At the recently concluded WWDC2026, LM Studio and Apple delivered a remarkable technical demonstration—successfully running Moonshot's 10-trillion parameter large model, Kimi K2.6, using only four Mac Studios in a cluster. This achievement shattered the conventional belief that "trillion-parameter models must rely on cloud GPU clusters," making it a reality for consumer-grade hardware to support cutting-edge AI computing power.

Kimi K2.6 has a total parameter scale of 1 trillion, using a MoE architecture with 32 billion activated parameters. It supports long context, multimodal input, and agent task processing. During this demonstration, four Mac Studios were connected through Apple's memory sharing and interconnection technologies to form a cluster, with a total unified memory of approximately 1.5TB, sufficient to meet the inference requirements of this massive model. Previous developer tests showed that under similar configurations, Kimi K2.6 could achieve a generation speed of about 28 tokens/s, while consuming far less power than traditional GPU solutions.

Connecting directly from iPhone to local cluster, data never leaves the premises

More notably, the demonstration also showcased LM Studio's LM Link remote access feature.

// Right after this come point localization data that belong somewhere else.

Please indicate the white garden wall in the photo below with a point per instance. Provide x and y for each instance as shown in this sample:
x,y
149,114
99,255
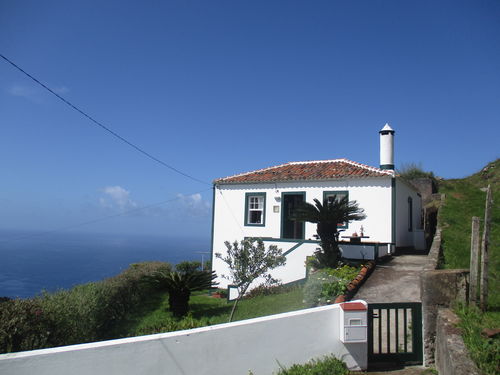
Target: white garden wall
x,y
234,348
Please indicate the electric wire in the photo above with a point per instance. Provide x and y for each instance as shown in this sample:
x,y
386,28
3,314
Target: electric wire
x,y
99,219
97,123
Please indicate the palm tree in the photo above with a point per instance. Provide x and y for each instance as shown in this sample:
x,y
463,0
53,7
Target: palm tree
x,y
180,285
328,216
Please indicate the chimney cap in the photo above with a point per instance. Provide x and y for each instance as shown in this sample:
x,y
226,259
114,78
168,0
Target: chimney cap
x,y
387,129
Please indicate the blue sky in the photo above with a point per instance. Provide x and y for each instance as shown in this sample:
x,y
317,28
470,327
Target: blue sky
x,y
215,88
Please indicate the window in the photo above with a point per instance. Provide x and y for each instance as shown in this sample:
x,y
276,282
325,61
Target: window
x,y
290,228
255,209
337,195
410,214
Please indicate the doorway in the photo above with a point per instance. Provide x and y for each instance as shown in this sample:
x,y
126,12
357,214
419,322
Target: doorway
x,y
291,229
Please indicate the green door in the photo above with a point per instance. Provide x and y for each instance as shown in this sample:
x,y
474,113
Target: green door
x,y
395,333
291,229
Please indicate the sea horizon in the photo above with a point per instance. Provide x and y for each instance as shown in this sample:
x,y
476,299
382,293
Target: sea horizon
x,y
32,262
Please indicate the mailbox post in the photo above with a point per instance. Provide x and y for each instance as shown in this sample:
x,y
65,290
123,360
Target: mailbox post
x,y
354,322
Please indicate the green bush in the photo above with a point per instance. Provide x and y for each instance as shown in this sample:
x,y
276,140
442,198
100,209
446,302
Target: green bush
x,y
328,365
485,352
84,313
268,290
324,285
172,324
24,325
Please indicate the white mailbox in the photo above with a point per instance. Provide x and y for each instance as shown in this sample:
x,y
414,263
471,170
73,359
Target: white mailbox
x,y
353,322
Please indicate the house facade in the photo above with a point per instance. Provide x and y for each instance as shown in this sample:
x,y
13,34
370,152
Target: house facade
x,y
259,204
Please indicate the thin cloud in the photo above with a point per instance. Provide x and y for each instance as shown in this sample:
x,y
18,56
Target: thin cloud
x,y
194,204
116,197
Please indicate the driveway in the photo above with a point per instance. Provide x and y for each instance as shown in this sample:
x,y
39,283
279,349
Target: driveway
x,y
396,280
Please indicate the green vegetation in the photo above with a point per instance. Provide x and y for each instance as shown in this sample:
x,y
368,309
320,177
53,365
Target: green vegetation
x,y
411,171
328,365
247,261
328,216
187,278
464,199
485,352
85,313
155,316
326,284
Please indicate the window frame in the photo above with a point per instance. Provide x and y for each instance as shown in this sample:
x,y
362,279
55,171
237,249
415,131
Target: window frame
x,y
247,209
328,193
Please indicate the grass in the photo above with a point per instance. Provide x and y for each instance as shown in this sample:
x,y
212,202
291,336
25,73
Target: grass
x,y
464,199
484,352
328,365
154,316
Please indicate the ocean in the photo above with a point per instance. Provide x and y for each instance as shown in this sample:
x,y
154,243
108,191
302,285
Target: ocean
x,y
59,261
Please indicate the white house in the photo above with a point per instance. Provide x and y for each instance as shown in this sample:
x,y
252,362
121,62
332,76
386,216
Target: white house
x,y
259,203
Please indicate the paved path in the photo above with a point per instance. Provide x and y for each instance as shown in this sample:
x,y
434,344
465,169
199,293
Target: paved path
x,y
413,370
396,280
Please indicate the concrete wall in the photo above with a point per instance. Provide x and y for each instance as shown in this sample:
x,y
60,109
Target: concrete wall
x,y
405,237
233,348
372,194
452,357
439,288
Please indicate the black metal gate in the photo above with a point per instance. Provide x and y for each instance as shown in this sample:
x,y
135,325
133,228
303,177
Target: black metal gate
x,y
395,333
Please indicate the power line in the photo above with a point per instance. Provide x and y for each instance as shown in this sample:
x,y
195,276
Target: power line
x,y
113,133
73,226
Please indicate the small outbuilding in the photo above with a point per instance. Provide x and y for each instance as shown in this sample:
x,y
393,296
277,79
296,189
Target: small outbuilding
x,y
259,204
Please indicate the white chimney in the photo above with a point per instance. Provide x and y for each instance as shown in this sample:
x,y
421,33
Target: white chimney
x,y
387,147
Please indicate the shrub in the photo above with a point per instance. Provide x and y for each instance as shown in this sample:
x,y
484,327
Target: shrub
x,y
265,289
324,285
328,365
170,325
411,171
24,325
485,352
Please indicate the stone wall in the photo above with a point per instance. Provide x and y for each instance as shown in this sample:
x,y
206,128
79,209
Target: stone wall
x,y
452,357
439,289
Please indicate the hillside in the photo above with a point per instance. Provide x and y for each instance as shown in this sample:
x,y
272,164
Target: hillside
x,y
466,198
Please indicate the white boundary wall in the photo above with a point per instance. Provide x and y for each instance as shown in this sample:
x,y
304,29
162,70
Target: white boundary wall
x,y
232,348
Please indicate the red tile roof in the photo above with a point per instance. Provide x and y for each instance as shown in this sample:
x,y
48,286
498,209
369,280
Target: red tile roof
x,y
308,170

Users can securely remotely connect to the Mac Studio cluster from their MacBook Neo laptop or iPhone, interact in real-time with the running model, and all data and communication are processed locally without going through the cloud.

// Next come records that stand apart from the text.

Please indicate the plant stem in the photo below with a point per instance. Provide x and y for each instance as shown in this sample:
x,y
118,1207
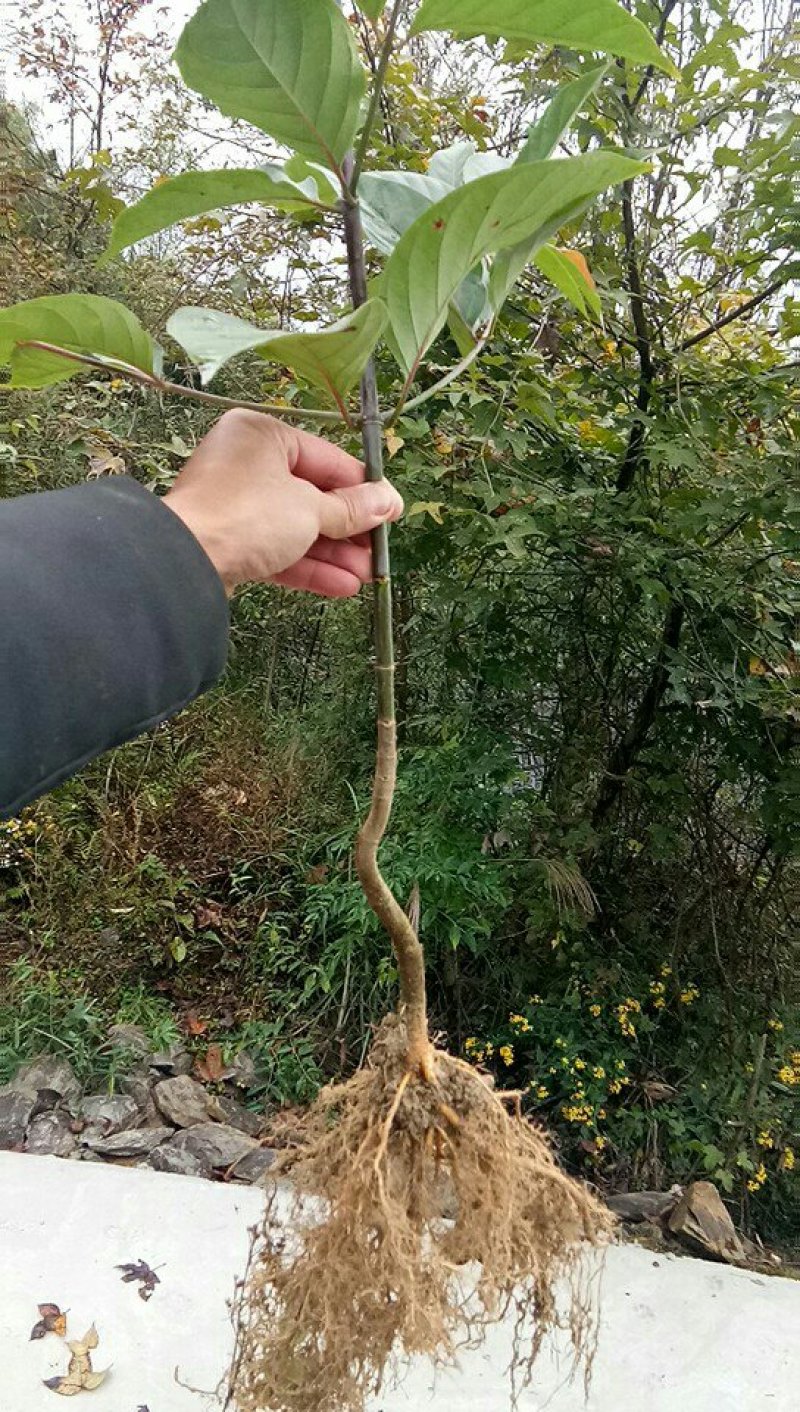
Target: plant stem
x,y
405,942
158,384
353,170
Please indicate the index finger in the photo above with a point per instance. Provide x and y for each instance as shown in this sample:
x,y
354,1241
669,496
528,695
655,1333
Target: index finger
x,y
322,462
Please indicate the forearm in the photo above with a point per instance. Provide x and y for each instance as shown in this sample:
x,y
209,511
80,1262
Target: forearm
x,y
113,619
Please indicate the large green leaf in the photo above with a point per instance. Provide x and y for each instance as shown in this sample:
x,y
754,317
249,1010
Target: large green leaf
x,y
549,129
597,26
288,67
525,204
392,201
194,194
572,278
76,322
332,357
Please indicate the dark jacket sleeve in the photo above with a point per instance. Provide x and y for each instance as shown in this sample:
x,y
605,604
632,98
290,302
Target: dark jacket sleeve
x,y
112,617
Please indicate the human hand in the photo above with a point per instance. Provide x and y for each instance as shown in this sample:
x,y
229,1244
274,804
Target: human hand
x,y
274,504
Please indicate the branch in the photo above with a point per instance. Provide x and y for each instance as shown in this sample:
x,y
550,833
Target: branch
x,y
449,377
627,751
634,453
376,95
158,384
734,314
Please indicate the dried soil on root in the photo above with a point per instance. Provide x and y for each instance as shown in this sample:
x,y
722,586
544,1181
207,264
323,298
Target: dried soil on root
x,y
364,1272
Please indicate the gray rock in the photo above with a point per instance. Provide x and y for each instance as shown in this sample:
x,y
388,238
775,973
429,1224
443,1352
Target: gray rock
x,y
243,1069
14,1116
110,1113
168,1158
47,1072
50,1134
216,1144
181,1100
138,1087
254,1165
171,1062
131,1038
223,1109
136,1143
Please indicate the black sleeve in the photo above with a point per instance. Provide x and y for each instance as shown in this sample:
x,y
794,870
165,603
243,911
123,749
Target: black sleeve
x,y
112,619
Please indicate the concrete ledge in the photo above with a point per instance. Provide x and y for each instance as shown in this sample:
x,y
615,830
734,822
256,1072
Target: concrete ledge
x,y
677,1335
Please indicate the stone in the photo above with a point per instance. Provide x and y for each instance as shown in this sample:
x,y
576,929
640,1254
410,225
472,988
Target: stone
x,y
703,1222
47,1072
131,1038
254,1167
50,1134
642,1206
171,1062
14,1116
223,1109
216,1144
136,1143
182,1102
137,1085
179,1161
110,1113
243,1069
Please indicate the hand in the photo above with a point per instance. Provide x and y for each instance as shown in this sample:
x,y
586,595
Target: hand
x,y
274,504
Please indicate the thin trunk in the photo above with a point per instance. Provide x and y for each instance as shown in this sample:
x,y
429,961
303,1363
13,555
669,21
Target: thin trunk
x,y
405,942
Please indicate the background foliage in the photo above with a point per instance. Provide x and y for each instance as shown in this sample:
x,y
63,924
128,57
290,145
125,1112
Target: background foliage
x,y
598,599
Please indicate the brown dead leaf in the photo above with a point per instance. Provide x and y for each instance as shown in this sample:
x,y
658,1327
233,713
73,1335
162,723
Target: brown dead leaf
x,y
81,1375
146,1277
51,1320
210,1066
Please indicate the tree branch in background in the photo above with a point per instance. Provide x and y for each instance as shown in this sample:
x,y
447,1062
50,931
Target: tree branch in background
x,y
634,455
732,315
628,749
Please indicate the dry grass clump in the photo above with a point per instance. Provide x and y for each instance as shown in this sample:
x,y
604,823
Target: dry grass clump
x,y
364,1272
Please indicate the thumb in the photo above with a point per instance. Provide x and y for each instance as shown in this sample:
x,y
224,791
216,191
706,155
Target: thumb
x,y
356,509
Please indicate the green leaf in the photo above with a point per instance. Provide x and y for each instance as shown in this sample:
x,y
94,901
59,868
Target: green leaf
x,y
76,322
597,26
332,357
194,194
525,204
569,278
548,130
291,69
392,201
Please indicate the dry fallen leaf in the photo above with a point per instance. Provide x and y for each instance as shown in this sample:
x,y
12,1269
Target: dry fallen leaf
x,y
147,1278
210,1068
51,1320
79,1377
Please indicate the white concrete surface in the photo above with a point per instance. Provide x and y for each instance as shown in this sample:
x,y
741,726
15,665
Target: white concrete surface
x,y
677,1335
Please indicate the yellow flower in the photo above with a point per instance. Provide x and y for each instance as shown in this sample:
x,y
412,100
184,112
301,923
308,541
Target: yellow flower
x,y
756,1179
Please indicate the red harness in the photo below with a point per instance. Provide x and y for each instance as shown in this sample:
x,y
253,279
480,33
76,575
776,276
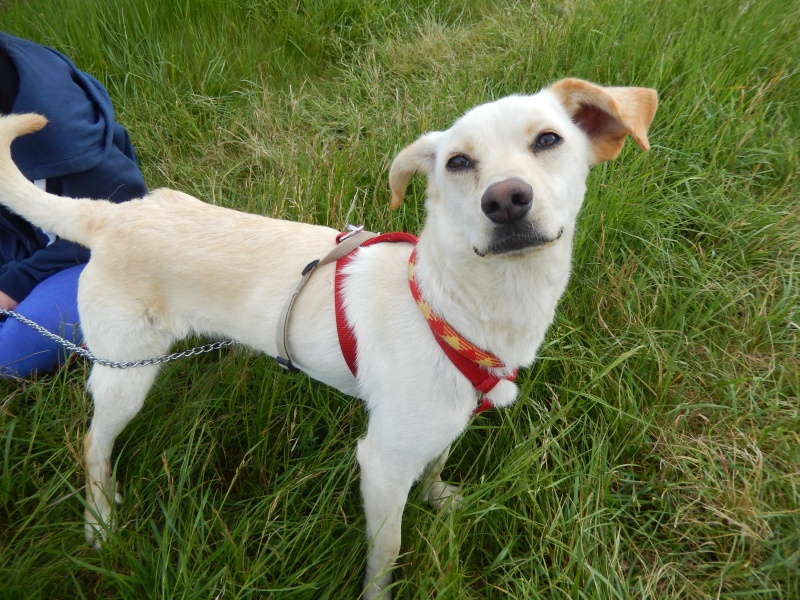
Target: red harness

LM Link has been updated into LM Studio's Mac application and Locally AI's iOS application, supporting end-to-end encrypted connections. This design allows users to access cluster-level AI computing power at any time, even with lightweight devices, without worrying about privacy leaks. Combined with Apple's Thunderbolt 5 RDMA and other multi-device memory sharing technologies, the entire ecosystem is rapidly forming a closed-loop in AI local deployment.

This collaboration sends a clear signal: deploying trillion-parameter large models locally is no longer an unreachable lab concept but is becoming an engineering reality on developers' desks. As Apple's hardware connectivity continues to evolve, the boundaries of consumer devices carrying large-scale AI inference are expected to be further expanded.